温阳心里转着这句话,也就不挣扎不说话,没想到把人惹毛了是这个下场。
“我从没有怀疑过你人品,你明白的,我这般做,自有我自己的打算。”
“你自己的打算?你自己的打算就是要撇下我,自己去赴汤蹈火,你让岳父在天之灵如何放心的下你,待到日后我也去了,要我如何向岳父交代?”

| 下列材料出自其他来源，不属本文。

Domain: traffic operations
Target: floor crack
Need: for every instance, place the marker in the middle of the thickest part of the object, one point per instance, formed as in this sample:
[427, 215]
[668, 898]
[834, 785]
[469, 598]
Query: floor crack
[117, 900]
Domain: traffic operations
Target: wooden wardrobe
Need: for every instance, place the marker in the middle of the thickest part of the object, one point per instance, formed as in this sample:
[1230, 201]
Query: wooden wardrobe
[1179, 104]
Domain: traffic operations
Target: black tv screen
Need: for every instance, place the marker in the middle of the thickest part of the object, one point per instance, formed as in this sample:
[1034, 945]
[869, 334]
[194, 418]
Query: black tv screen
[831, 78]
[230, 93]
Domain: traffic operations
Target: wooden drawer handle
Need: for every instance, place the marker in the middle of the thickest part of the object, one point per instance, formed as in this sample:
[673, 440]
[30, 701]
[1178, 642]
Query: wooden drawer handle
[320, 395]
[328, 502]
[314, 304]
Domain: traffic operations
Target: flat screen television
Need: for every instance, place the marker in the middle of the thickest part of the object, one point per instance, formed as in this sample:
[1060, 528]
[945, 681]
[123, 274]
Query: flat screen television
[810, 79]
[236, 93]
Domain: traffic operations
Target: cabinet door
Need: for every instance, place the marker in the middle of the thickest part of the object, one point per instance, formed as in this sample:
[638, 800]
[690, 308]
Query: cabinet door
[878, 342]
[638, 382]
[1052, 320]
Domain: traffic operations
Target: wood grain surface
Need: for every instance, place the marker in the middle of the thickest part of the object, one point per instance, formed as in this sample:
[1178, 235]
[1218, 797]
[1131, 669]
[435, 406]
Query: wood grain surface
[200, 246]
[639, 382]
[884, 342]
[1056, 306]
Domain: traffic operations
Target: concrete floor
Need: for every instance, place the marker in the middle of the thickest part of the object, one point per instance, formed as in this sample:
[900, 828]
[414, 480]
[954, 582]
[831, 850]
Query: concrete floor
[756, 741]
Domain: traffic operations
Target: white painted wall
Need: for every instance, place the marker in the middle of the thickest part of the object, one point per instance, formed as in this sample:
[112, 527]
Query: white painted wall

温阳原以为自己三言两语能够将他的火给熄了,哪知道自己的话虽出自真心,可堪比火上浇油。
“阿睿。你何苦呢?”
“你一口一个阿睿,就如兄长叫我三弟一般,原原本本的把我当一个小孩子,是不是?”
“哎。”温阳急叹一口气,他说对了,很多时候就是把他当小孩子看。
“怎么,你终于承认了吗?温阳。”
温阳有些许烦躁:“行,你说什么就是什么。”
“我说什么就是什么?那我说,你就是把我当小孩子是不是?”
桑恒睿火冒三丈,很想把她脑壳敲开,看看他脑子里面究竟想的什么。
“好,是,你在我面前是小孩子不错,我护着你,难道还有错吗?你比我大吗?你打得过我吗?我不护着你,难不成还指望着你护着我吗?”
温阳没有想到,被这娃弄得憋气得很,牙齿咬得咯吱直响。
“你,你就这么不信我。不信我作为一个男人,作为一个丈夫,能够保护好妻子。”
桑恒睿怎么也没想到,他们有一
日会陷入信任危机。
她管着院子里的账,可从来不管他的收支,这就如当初还未成亲的时候,她一扬手把那900两银子递给他,大大方方说这是私房钱的样子。
倒是她自己的账一笔一笔计算清楚,趁他有空时还要递到他面前给他瞧瞧,好似怕他不满她的花销似的。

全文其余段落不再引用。